DECRETO N. 51.777, DE 7 DE MAIO DE 1969

Institui na Secretaria dos Serviços e Obras Públicas Comissão Processante Permanente

ROBERTO COSTA DE ABREU SODRÉ, GOVERNADOR DO ESTADO DE SÃO PAULO, no uso de suas atribuições legais e,
considerando que a Lei n. 10.261, de 28 de outubro de 1968 (Estatuto dos Funcionários Públicos Civis do Estado) prevê a criação de Comissões Permanentes para a realização de processos administrativos contra funcionários incursos em faltas disciplinares;
considerando a exposição feita pelo Secretário dos Serviços e Obras Públicas, no sentido de também ser criada, no âmbito das autarquias tuteladas pela Pasta da qual é titular - DAE, DAEE e DOP - Comissão Processante Permanente, destinada a realizar os inquéritos e sindicâncias relativos à apuração das faltas disciplinares imputáveis aos servidores daquelas entidades descentralizadas;
considerando que a instituição de uma só comissão com atribuições de realizar processos administrativos e sindicâncias naquelas autarquias representará medida de resguardo aos interêsses da Administração, quer quanto ao menor número de servidores afastados para o desempenho dêsse mistér, quer quanto às vantagens decorrentes da centralização de processamento dêsse procedimento disciplinares,
Decreta:
Artigo 1.º - Fica instituída, na Secretaria dos Serviços e Obras Públicas, uma Comissão Processante Permanente, composta de 3 (três) membros, destinada à proceder aos inquéritos administrativos e sindicâncias relativas à aputração das faltas disciplinares imputáveis aos servidores do Departamento de Água e Energia Elétrica, Departamento de Águas e Esgotos e Depatamento de Obras Públicas.

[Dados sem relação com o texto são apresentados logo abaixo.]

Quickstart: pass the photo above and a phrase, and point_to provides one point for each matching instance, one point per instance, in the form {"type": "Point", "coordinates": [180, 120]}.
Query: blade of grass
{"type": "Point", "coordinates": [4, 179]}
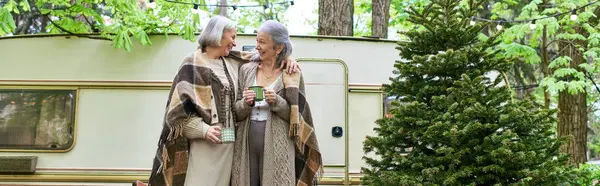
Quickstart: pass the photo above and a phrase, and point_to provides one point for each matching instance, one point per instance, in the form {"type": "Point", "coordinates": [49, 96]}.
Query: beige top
{"type": "Point", "coordinates": [210, 164]}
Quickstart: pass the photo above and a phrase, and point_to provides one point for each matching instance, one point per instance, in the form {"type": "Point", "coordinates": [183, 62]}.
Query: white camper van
{"type": "Point", "coordinates": [76, 111]}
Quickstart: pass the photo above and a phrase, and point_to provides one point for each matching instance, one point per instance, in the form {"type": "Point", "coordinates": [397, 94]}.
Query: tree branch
{"type": "Point", "coordinates": [75, 34]}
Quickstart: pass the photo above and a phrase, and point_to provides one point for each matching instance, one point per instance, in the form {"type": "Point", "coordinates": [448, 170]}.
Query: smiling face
{"type": "Point", "coordinates": [228, 41]}
{"type": "Point", "coordinates": [266, 47]}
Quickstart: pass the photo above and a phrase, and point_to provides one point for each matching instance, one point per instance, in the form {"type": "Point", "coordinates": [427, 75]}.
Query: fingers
{"type": "Point", "coordinates": [270, 96]}
{"type": "Point", "coordinates": [249, 96]}
{"type": "Point", "coordinates": [217, 128]}
{"type": "Point", "coordinates": [213, 134]}
{"type": "Point", "coordinates": [213, 138]}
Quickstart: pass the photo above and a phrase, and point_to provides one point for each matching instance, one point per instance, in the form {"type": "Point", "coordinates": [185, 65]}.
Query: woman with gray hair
{"type": "Point", "coordinates": [276, 142]}
{"type": "Point", "coordinates": [196, 142]}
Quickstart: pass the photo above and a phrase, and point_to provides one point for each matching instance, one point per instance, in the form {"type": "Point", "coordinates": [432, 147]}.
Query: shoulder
{"type": "Point", "coordinates": [248, 68]}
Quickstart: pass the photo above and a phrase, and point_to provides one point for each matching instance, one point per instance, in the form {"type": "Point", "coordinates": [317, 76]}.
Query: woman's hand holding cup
{"type": "Point", "coordinates": [270, 96]}
{"type": "Point", "coordinates": [249, 96]}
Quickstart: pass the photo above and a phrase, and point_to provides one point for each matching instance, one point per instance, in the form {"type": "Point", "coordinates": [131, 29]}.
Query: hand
{"type": "Point", "coordinates": [213, 134]}
{"type": "Point", "coordinates": [270, 96]}
{"type": "Point", "coordinates": [292, 65]}
{"type": "Point", "coordinates": [249, 96]}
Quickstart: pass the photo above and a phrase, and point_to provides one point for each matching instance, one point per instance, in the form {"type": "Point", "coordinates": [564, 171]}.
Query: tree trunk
{"type": "Point", "coordinates": [380, 18]}
{"type": "Point", "coordinates": [572, 117]}
{"type": "Point", "coordinates": [223, 8]}
{"type": "Point", "coordinates": [336, 17]}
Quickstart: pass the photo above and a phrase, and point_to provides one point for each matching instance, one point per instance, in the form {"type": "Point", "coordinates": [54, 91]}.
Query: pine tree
{"type": "Point", "coordinates": [460, 127]}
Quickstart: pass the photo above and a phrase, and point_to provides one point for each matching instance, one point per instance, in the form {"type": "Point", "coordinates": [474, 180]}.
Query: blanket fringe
{"type": "Point", "coordinates": [165, 156]}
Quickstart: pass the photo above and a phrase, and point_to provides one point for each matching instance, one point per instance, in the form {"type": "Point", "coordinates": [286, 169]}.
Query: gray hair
{"type": "Point", "coordinates": [213, 32]}
{"type": "Point", "coordinates": [279, 35]}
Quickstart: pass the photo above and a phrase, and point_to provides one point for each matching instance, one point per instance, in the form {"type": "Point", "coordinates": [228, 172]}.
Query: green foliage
{"type": "Point", "coordinates": [560, 30]}
{"type": "Point", "coordinates": [462, 128]}
{"type": "Point", "coordinates": [587, 175]}
{"type": "Point", "coordinates": [124, 21]}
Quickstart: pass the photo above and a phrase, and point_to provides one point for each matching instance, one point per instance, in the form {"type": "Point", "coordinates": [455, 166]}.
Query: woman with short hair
{"type": "Point", "coordinates": [200, 110]}
{"type": "Point", "coordinates": [277, 130]}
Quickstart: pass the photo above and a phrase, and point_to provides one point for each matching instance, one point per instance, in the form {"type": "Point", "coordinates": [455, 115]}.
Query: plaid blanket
{"type": "Point", "coordinates": [190, 97]}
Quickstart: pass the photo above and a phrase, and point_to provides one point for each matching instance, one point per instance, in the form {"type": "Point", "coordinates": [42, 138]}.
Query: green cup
{"type": "Point", "coordinates": [227, 135]}
{"type": "Point", "coordinates": [260, 94]}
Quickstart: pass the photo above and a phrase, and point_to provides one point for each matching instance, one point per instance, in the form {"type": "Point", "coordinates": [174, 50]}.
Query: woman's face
{"type": "Point", "coordinates": [266, 46]}
{"type": "Point", "coordinates": [228, 41]}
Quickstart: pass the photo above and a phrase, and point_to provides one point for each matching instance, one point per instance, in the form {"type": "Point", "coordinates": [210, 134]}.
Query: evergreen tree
{"type": "Point", "coordinates": [460, 126]}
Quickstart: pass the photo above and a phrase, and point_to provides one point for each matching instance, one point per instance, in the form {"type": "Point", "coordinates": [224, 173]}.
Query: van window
{"type": "Point", "coordinates": [37, 119]}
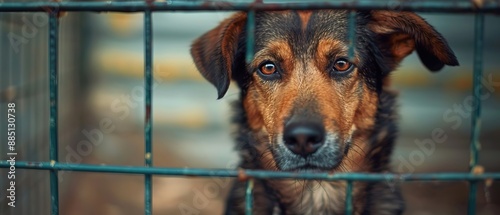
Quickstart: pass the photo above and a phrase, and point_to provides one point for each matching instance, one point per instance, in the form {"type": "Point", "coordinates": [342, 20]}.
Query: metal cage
{"type": "Point", "coordinates": [53, 9]}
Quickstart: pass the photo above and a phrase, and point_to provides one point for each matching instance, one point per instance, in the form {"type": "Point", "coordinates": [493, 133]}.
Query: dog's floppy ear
{"type": "Point", "coordinates": [400, 33]}
{"type": "Point", "coordinates": [215, 51]}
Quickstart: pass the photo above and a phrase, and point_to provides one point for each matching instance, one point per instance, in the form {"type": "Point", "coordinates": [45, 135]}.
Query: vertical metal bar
{"type": "Point", "coordinates": [348, 198]}
{"type": "Point", "coordinates": [53, 91]}
{"type": "Point", "coordinates": [249, 198]}
{"type": "Point", "coordinates": [250, 36]}
{"type": "Point", "coordinates": [248, 59]}
{"type": "Point", "coordinates": [352, 34]}
{"type": "Point", "coordinates": [476, 112]}
{"type": "Point", "coordinates": [148, 123]}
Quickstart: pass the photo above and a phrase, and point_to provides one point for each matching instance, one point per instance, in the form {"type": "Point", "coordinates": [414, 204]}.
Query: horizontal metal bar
{"type": "Point", "coordinates": [252, 173]}
{"type": "Point", "coordinates": [139, 6]}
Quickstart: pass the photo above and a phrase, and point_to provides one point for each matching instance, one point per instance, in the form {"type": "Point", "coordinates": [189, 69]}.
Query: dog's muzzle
{"type": "Point", "coordinates": [305, 145]}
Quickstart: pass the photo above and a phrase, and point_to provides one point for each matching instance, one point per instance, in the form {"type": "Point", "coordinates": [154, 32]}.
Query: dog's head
{"type": "Point", "coordinates": [301, 92]}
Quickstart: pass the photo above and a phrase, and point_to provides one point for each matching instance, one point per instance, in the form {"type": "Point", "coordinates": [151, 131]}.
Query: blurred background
{"type": "Point", "coordinates": [101, 79]}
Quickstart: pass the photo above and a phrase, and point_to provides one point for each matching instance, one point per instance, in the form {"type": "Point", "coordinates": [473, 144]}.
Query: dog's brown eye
{"type": "Point", "coordinates": [268, 68]}
{"type": "Point", "coordinates": [342, 65]}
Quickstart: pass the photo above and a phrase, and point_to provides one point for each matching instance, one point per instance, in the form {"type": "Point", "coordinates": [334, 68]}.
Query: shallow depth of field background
{"type": "Point", "coordinates": [101, 79]}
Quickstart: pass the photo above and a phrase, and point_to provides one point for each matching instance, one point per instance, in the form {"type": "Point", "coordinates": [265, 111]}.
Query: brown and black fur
{"type": "Point", "coordinates": [355, 109]}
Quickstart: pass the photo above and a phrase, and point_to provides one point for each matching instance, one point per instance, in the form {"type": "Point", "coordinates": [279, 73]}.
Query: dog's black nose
{"type": "Point", "coordinates": [304, 138]}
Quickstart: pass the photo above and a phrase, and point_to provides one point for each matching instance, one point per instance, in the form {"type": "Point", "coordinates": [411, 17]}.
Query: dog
{"type": "Point", "coordinates": [305, 106]}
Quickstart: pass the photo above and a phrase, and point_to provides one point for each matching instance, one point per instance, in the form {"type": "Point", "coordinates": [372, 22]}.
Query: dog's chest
{"type": "Point", "coordinates": [317, 198]}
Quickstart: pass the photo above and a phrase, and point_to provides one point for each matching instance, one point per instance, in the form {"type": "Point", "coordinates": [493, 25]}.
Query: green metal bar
{"type": "Point", "coordinates": [250, 51]}
{"type": "Point", "coordinates": [249, 197]}
{"type": "Point", "coordinates": [352, 34]}
{"type": "Point", "coordinates": [53, 88]}
{"type": "Point", "coordinates": [476, 112]}
{"type": "Point", "coordinates": [250, 36]}
{"type": "Point", "coordinates": [140, 6]}
{"type": "Point", "coordinates": [369, 177]}
{"type": "Point", "coordinates": [148, 157]}
{"type": "Point", "coordinates": [348, 199]}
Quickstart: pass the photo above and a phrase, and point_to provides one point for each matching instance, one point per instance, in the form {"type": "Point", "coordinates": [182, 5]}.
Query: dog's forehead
{"type": "Point", "coordinates": [300, 28]}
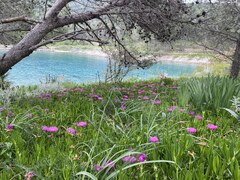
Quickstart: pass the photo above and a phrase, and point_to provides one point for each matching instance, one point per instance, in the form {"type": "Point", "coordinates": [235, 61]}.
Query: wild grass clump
{"type": "Point", "coordinates": [116, 131]}
{"type": "Point", "coordinates": [209, 93]}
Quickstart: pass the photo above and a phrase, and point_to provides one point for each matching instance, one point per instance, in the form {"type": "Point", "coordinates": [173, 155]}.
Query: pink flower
{"type": "Point", "coordinates": [153, 139]}
{"type": "Point", "coordinates": [130, 159]}
{"type": "Point", "coordinates": [29, 115]}
{"type": "Point", "coordinates": [98, 167]}
{"type": "Point", "coordinates": [71, 131]}
{"type": "Point", "coordinates": [145, 97]}
{"type": "Point", "coordinates": [191, 130]}
{"type": "Point", "coordinates": [156, 101]}
{"type": "Point", "coordinates": [9, 127]}
{"type": "Point", "coordinates": [100, 98]}
{"type": "Point", "coordinates": [212, 127]}
{"type": "Point", "coordinates": [191, 113]}
{"type": "Point", "coordinates": [82, 124]}
{"type": "Point", "coordinates": [110, 164]}
{"type": "Point", "coordinates": [182, 110]}
{"type": "Point", "coordinates": [50, 129]}
{"type": "Point", "coordinates": [29, 175]}
{"type": "Point", "coordinates": [123, 107]}
{"type": "Point", "coordinates": [142, 157]}
{"type": "Point", "coordinates": [198, 117]}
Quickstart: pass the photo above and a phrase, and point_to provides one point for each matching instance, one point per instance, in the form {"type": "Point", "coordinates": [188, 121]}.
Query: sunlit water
{"type": "Point", "coordinates": [80, 68]}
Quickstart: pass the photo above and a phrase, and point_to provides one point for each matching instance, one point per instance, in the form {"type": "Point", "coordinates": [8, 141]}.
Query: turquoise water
{"type": "Point", "coordinates": [81, 69]}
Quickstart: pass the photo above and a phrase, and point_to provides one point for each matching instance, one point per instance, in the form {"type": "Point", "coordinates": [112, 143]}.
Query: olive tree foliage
{"type": "Point", "coordinates": [217, 28]}
{"type": "Point", "coordinates": [93, 21]}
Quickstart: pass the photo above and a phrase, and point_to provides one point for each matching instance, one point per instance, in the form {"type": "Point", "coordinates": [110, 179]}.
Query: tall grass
{"type": "Point", "coordinates": [116, 127]}
{"type": "Point", "coordinates": [209, 93]}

Artigo 2.º - O dirigente de cada Autarquia indicará um advogado pertencente à sua Procuradoria para integrar a comissão referida no artigo anterior.
Parágrafo único - A presidência da Comissão será escolhida para cada processo através de rodízio, não podendo, no entanto, caber a membro pertencente ao órgão de origem do processo.
Artigo 3.º - Os membros da Comissão Processante Permanente serão designados pelo Secretário dos Serviços e Obras Públicas, com aprovação do Governador.
Artigo 4.º - A designação dos membros da Comissão Processante Permanente será feita pelo prazo de 2 (dois) anos, facultada a recondução.
Parágrafo único - Mediante aprovaçao do Governador, os membros da Comissão Processante Permanente poderão ser dispensados a qualquer tempo.
Artigo 5.º - A Comissão Processante de que trata êste decreto funcionará junto à Diretoria Geral do Departamento de Administração da Secretaria dos Serviços e Obras Públicas.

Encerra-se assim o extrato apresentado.